Cold War chill returns to the Caucasus

Russia’s relations with the West “plunged to their most critical point in a generation” on Tuesday, when the Kremlin “built on its military rout of Georgia” and effectively “killed off” the recently negotiated ceasefire by recognising the breakaway provinces of South Ossetia and “strategically vital” Abkhazia as independent states, said Ian Traynor in The Guardian.

Russia was quick to defend itself: the BBC was summoned to the Black Sea resort of Sochi for an interview with Russian President Dmitry Medvedev, who also wrote a piece in the FT in which he said the decision was taken to save lives. The histories of the Ossetian and Abkhaz peoples, their “desire for independence, the tragic events of the past weeks and international precedents” governed the decision, he wrote.

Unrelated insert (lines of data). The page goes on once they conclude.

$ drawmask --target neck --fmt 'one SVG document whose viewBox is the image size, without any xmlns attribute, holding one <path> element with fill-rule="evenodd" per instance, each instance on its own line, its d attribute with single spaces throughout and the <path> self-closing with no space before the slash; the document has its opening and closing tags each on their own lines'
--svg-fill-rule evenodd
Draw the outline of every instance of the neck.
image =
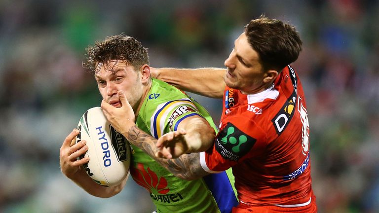
<svg viewBox="0 0 379 213">
<path fill-rule="evenodd" d="M 138 116 L 138 113 L 140 112 L 140 109 L 141 109 L 141 107 L 142 106 L 142 105 L 144 104 L 144 101 L 145 100 L 145 99 L 146 98 L 146 96 L 148 96 L 148 93 L 149 93 L 149 91 L 150 91 L 150 89 L 152 88 L 152 80 L 150 78 L 150 80 L 149 81 L 149 83 L 147 84 L 146 85 L 143 86 L 143 95 L 141 97 L 141 99 L 140 99 L 140 101 L 138 103 L 138 105 L 137 105 L 137 108 L 135 109 L 133 108 L 133 110 L 134 111 L 134 114 L 135 115 L 136 118 Z"/>
<path fill-rule="evenodd" d="M 240 91 L 241 93 L 244 95 L 255 94 L 264 91 L 267 88 L 269 88 L 271 85 L 272 85 L 272 82 L 270 82 L 265 84 L 263 84 L 258 87 L 252 88 L 250 90 L 240 90 Z"/>
</svg>

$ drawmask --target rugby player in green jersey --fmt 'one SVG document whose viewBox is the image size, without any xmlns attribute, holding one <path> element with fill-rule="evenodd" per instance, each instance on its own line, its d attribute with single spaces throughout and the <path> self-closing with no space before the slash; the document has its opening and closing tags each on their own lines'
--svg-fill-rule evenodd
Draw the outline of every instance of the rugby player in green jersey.
<svg viewBox="0 0 379 213">
<path fill-rule="evenodd" d="M 113 127 L 127 136 L 130 134 L 123 132 L 125 129 L 133 131 L 138 138 L 149 137 L 152 142 L 140 142 L 135 140 L 137 138 L 126 137 L 132 148 L 131 176 L 150 193 L 157 212 L 230 212 L 238 202 L 230 171 L 190 179 L 186 177 L 186 171 L 175 165 L 199 162 L 198 153 L 189 152 L 178 159 L 170 160 L 155 156 L 158 150 L 154 142 L 179 129 L 183 129 L 187 140 L 199 142 L 200 147 L 189 150 L 209 146 L 202 142 L 214 137 L 217 130 L 208 112 L 183 92 L 152 78 L 147 50 L 133 37 L 122 35 L 107 37 L 90 47 L 87 55 L 83 67 L 94 74 L 104 99 L 102 107 Z M 135 125 L 131 128 L 125 126 L 129 123 L 123 122 L 125 111 L 134 113 L 131 117 L 135 118 Z M 118 193 L 124 187 L 126 179 L 119 185 L 106 187 L 96 183 L 79 169 L 90 159 L 76 160 L 88 148 L 83 143 L 69 145 L 77 133 L 76 130 L 70 133 L 61 148 L 63 174 L 94 196 L 109 197 Z M 188 172 L 190 169 L 189 166 Z"/>
</svg>

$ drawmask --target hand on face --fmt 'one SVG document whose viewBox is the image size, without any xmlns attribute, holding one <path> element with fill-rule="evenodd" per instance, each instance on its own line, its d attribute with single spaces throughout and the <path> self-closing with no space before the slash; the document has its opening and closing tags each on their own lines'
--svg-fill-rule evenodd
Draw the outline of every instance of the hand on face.
<svg viewBox="0 0 379 213">
<path fill-rule="evenodd" d="M 75 143 L 75 137 L 79 134 L 76 129 L 66 137 L 61 147 L 59 154 L 59 164 L 62 173 L 69 178 L 72 178 L 80 169 L 80 166 L 88 163 L 89 158 L 86 156 L 77 160 L 79 156 L 84 154 L 88 147 L 85 145 L 85 141 Z"/>
<path fill-rule="evenodd" d="M 125 93 L 119 91 L 118 94 L 122 105 L 121 107 L 115 107 L 103 100 L 101 102 L 101 108 L 112 126 L 117 132 L 124 134 L 128 132 L 131 127 L 134 126 L 135 115 L 132 106 L 126 99 Z"/>
</svg>

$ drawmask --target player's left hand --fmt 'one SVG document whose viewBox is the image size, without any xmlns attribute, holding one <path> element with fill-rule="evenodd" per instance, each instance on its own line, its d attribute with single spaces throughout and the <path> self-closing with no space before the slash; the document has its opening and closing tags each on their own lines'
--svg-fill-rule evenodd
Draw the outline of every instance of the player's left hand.
<svg viewBox="0 0 379 213">
<path fill-rule="evenodd" d="M 125 93 L 119 91 L 118 95 L 122 105 L 120 107 L 115 107 L 103 100 L 101 102 L 101 108 L 112 126 L 117 132 L 124 134 L 128 132 L 130 127 L 135 125 L 136 117 L 133 108 L 126 99 Z"/>
<path fill-rule="evenodd" d="M 177 158 L 189 151 L 189 147 L 183 129 L 166 133 L 157 141 L 155 145 L 159 150 L 155 156 L 161 158 Z"/>
</svg>

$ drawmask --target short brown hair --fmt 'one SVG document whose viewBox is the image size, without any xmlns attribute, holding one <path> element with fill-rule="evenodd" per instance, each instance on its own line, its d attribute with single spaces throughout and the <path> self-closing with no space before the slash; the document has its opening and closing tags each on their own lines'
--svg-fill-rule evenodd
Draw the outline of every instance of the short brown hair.
<svg viewBox="0 0 379 213">
<path fill-rule="evenodd" d="M 109 65 L 111 60 L 120 60 L 137 69 L 149 64 L 147 49 L 135 38 L 122 34 L 107 37 L 101 42 L 96 41 L 94 46 L 87 48 L 86 55 L 83 67 L 92 74 L 99 71 L 97 66 L 100 63 L 113 71 Z"/>
<path fill-rule="evenodd" d="M 297 60 L 303 42 L 295 27 L 262 15 L 245 26 L 245 34 L 265 71 L 281 71 Z"/>
</svg>

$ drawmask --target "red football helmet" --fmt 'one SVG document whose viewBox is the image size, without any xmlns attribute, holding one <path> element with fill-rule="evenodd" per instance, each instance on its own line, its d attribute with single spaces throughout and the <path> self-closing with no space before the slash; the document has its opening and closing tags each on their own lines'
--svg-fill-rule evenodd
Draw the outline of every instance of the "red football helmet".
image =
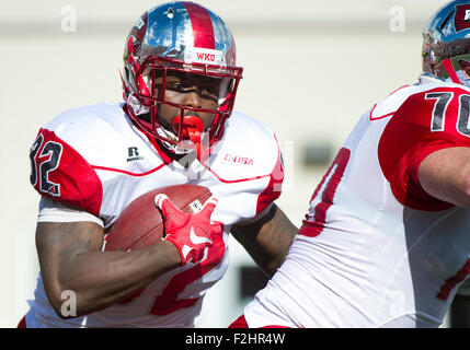
<svg viewBox="0 0 470 350">
<path fill-rule="evenodd" d="M 122 80 L 128 115 L 172 152 L 184 154 L 196 149 L 199 153 L 221 139 L 242 71 L 236 67 L 233 37 L 217 14 L 186 1 L 158 5 L 142 14 L 127 37 Z M 165 92 L 174 89 L 169 77 L 177 74 L 196 81 L 203 77 L 215 80 L 218 91 L 213 88 L 210 93 L 217 107 L 198 108 L 167 100 Z M 162 106 L 177 108 L 179 115 L 163 120 Z M 204 126 L 196 116 L 199 113 L 214 115 L 211 124 Z"/>
</svg>

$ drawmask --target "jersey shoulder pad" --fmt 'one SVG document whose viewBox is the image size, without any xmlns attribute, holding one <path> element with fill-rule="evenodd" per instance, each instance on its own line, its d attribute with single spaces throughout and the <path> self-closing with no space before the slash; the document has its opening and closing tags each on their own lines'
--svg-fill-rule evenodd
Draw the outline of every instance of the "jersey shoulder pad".
<svg viewBox="0 0 470 350">
<path fill-rule="evenodd" d="M 380 137 L 380 167 L 396 198 L 422 210 L 451 205 L 427 195 L 419 184 L 421 162 L 439 149 L 470 145 L 470 95 L 466 89 L 429 84 L 411 94 L 388 121 Z"/>
</svg>

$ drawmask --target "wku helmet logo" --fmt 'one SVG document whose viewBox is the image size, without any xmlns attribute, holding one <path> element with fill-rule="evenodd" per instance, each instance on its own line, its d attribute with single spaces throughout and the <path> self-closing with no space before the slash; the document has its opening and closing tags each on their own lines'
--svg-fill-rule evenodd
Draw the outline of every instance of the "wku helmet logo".
<svg viewBox="0 0 470 350">
<path fill-rule="evenodd" d="M 457 5 L 455 24 L 457 32 L 470 28 L 470 4 Z"/>
</svg>

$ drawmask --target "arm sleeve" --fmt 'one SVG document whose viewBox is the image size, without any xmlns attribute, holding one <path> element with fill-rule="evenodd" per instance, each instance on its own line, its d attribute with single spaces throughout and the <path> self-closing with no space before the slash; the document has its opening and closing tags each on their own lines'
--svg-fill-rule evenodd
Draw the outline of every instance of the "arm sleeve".
<svg viewBox="0 0 470 350">
<path fill-rule="evenodd" d="M 30 160 L 31 184 L 41 196 L 100 215 L 103 186 L 96 172 L 54 131 L 39 130 Z"/>
<path fill-rule="evenodd" d="M 461 128 L 462 119 L 469 119 L 469 110 L 460 98 L 467 94 L 462 89 L 439 88 L 412 95 L 387 124 L 378 147 L 379 163 L 402 205 L 427 211 L 452 207 L 425 192 L 417 173 L 421 162 L 431 153 L 470 147 L 470 132 Z"/>
</svg>

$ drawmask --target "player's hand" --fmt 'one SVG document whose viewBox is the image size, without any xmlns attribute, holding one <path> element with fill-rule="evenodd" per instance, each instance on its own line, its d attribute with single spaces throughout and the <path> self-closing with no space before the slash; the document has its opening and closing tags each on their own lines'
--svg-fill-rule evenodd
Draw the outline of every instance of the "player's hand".
<svg viewBox="0 0 470 350">
<path fill-rule="evenodd" d="M 182 212 L 162 194 L 156 196 L 154 203 L 163 215 L 164 240 L 176 246 L 183 266 L 190 261 L 200 261 L 206 248 L 222 240 L 220 225 L 211 225 L 210 222 L 210 215 L 217 205 L 214 197 L 195 214 Z"/>
</svg>

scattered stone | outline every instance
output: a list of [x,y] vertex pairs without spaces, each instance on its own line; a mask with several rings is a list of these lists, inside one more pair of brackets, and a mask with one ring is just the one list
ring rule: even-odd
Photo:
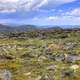
[[9,70],[0,70],[0,78],[1,80],[12,80],[12,73]]
[[72,65],[70,68],[73,69],[73,70],[76,70],[76,69],[79,68],[79,65]]

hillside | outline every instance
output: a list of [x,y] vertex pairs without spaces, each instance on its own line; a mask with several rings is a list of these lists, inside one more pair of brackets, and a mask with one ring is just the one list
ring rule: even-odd
[[12,32],[2,37],[1,80],[80,80],[80,29]]

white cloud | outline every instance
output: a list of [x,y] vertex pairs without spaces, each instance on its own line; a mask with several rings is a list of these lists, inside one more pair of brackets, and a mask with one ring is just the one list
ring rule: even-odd
[[80,8],[70,10],[66,13],[63,13],[63,15],[80,16]]
[[11,9],[31,11],[43,8],[44,6],[46,9],[73,1],[76,0],[0,0],[0,11],[2,11],[2,9],[3,11]]

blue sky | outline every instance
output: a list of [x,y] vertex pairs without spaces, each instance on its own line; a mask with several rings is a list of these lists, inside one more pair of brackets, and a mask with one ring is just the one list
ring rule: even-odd
[[80,0],[0,0],[0,23],[80,25]]

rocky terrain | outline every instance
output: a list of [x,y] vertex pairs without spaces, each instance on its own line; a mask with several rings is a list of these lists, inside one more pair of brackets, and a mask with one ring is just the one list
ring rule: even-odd
[[2,35],[0,80],[80,80],[80,29]]

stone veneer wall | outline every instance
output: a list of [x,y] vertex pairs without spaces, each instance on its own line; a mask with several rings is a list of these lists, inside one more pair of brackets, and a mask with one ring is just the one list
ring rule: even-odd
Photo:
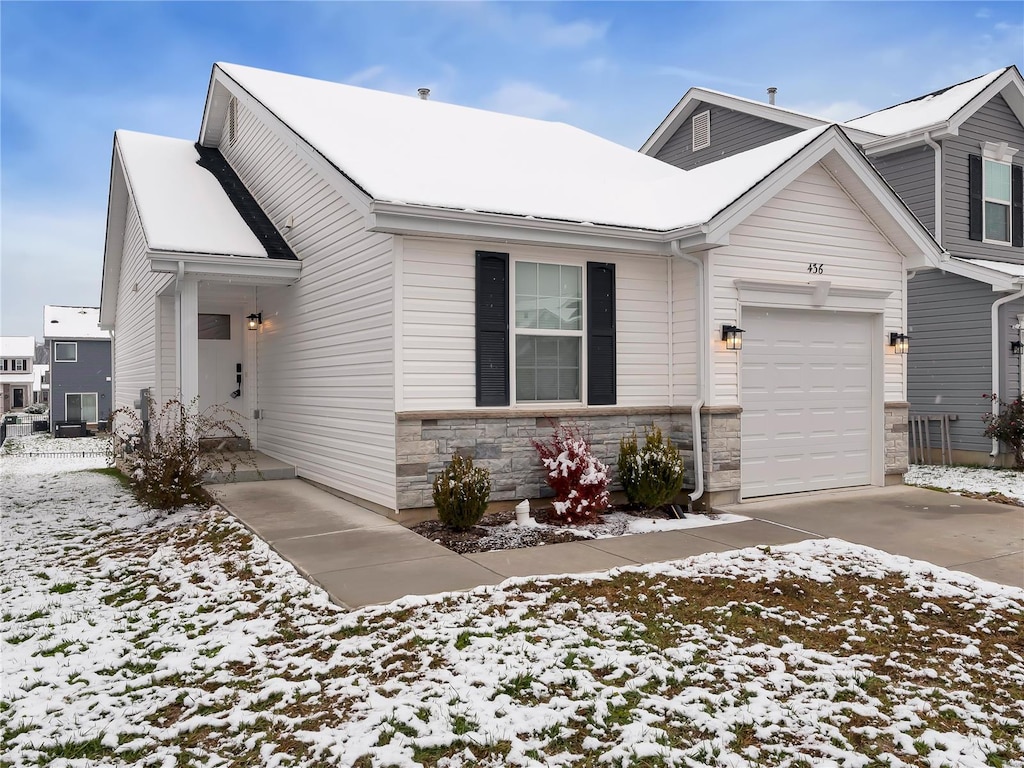
[[902,475],[910,462],[909,402],[886,403],[886,476]]
[[[398,508],[430,507],[434,477],[456,452],[490,471],[492,501],[551,496],[532,440],[548,440],[561,422],[591,436],[594,455],[608,465],[611,488],[620,489],[615,463],[618,440],[658,427],[686,461],[686,483],[693,487],[693,438],[688,409],[587,409],[580,413],[471,411],[397,414]],[[738,470],[738,419],[736,461]],[[737,471],[738,484],[738,471]]]

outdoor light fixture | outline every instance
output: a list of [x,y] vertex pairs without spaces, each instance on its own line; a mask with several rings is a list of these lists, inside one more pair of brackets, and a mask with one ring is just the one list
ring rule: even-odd
[[735,326],[722,326],[722,341],[726,349],[743,348],[743,329]]
[[906,354],[910,351],[910,337],[893,331],[889,334],[889,346],[896,351],[896,354]]

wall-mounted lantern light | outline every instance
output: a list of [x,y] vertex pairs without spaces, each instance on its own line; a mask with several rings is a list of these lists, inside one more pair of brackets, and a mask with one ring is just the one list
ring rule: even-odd
[[743,348],[743,329],[735,326],[722,326],[722,341],[726,349]]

He accused Georgia of “sowing seeds of discontent” within Abkhazia and South Ossetia by inflicting a “vicious war” on its minorities, and said that Russia had repeatedly warned the West that by recognising Kosovo’s illegal declaration of independence from Serbia it had set a precedent for breakaway states such as Abkhazia and South Ossetia.

The comparison with Kosovo is “specious”, said The Globe and Mail. Kosovo was never legally part of Serbia, but was rather an autonomous component of the Yugoslav federation, which dissolved in the early 1990s. Although Georgian behaviour in Abkhazia and South Ossetia has “not always been saintly”, it does not bear comparison with the slaughter of Kosovar Albanians that preceded Nato’s 1999 intervention. Anyone who doubts the Kremlin’s true attitude towards secessionist movements should look to Chechnya, where it fought “two brutal campaigns” and “flattened” Grozny. No one expects that Abkhazia or South Ossetia will become “independent in anything but name”.

It is clear that Russia is “revelling in its newly found fearsome image”, said Bridget Kendall on the BBC. The West should take this chance to “hoist Russia’s government on its own petard”, said The Globe and Mail. If Medvedev is so concerned with the democratic destiny of Ossetians and Abkhazians, “surely he would not object to the deployment of a peacekeeping force to protect it”.